Deployments are phased by the existing ERP ecosystem, not geography or function, to manage complexity and provide business continuity. A layered governance structure — from a sponsor committee of senior executives to operational design boards — supports accountability, transparency, and alignment at every level.

Aerts shared some lessons from the frontline, stressing the importance of foundational principles. When challenges arise, these principles help keep decisions aligned with strategic intent. Next, he reiterated that data matters most, because clean, consistent data is the real enabler of transformation. And finally, the team learned early on that an out-of-the-box approach really works. Industry-standard configurations deliver agility and prevent the drift toward customization that burdens future upgrades.

“We were able to achieve significant simplification,” he said. “For instance, we reduced about 1,400 company codes to under 1,000, and profit centers from more than 15,000 to fewer than 500. This has eliminated significant complexity while increasing transparency across financial reporting.”

ExxonMobil’s key metrics reflect the disciplined execution of the transformation, and is exceeding its targets on its two principal objectives:

80% target on Fit to Standard: a testament to the commitment to adopt industry standard processes.

90% target on Clean Core: enabling instant upgradeability and system resilience.
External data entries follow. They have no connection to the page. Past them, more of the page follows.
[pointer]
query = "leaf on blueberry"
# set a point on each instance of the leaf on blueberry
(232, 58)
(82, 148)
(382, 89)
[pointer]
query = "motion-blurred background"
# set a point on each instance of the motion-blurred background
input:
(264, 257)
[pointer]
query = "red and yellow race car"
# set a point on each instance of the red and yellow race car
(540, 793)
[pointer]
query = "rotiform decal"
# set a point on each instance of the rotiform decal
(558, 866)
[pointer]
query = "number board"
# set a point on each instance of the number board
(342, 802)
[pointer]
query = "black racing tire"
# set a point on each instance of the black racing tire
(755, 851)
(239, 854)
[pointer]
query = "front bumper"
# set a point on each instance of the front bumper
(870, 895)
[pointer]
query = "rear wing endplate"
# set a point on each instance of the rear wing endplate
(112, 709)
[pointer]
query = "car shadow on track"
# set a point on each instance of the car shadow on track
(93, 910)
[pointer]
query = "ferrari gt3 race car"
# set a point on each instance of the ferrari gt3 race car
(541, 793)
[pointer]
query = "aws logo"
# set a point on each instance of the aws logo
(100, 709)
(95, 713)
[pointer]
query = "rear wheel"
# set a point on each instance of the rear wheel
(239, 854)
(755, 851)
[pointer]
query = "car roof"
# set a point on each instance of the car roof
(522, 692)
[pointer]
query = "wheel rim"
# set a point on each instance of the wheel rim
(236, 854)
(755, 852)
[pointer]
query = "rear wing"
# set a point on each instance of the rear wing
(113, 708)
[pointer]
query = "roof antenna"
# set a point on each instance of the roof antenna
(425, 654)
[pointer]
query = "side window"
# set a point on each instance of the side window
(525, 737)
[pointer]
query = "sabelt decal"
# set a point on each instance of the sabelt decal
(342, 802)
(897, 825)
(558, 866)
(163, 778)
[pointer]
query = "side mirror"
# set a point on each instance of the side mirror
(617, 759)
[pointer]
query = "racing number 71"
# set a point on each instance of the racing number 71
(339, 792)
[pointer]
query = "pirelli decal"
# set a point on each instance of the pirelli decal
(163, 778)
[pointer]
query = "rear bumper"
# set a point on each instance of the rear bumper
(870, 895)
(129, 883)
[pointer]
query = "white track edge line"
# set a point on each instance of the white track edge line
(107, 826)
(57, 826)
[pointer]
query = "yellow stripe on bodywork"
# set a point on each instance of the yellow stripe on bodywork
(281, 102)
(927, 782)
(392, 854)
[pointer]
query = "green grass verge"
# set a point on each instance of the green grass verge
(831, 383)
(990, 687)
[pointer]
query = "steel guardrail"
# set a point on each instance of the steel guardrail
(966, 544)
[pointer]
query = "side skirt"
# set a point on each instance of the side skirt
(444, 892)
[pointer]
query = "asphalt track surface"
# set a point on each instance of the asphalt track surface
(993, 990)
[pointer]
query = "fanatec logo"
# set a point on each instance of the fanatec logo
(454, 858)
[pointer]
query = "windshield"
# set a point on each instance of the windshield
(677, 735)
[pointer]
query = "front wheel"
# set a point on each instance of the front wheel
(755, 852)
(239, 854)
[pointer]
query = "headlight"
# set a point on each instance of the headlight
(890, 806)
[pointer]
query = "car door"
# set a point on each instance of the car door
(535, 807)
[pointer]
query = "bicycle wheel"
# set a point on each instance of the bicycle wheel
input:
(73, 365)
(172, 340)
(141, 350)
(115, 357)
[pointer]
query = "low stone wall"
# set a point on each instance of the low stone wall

Ultimately, ExxonMobil’s enterprise transformation is about creating competitive advantage. By harmonizing data, simplifying systems, and standardizing processes across business lines and geographies, the company is positioning itself for faster innovation and improved experiences for employees, suppliers and customers.

Shaping the future
Transformation is also about visionary leadership in an industry that is adapting to societal needs on how energy is produced, distributed, and consumed. ExxonMobil has a long history of collaboration with SAP to address functionality gaps and ensure the solution is optimized for the oil and gas industry. In essence, ExxonMobil’s journey offers a blueprint for global organizations facing the same challenges, especially lack of agility caused by legacy systems, fragmented data, and decentralized processes.

Aerts concluded: “A successful transformation isn’t about replacing tools; it’s about redesigning processes, data and systems to deliver industry leading performance in efficiency, effectiveness and the experience of our employees and customers, while ensuring agility for adjustments required due to changes in the market.”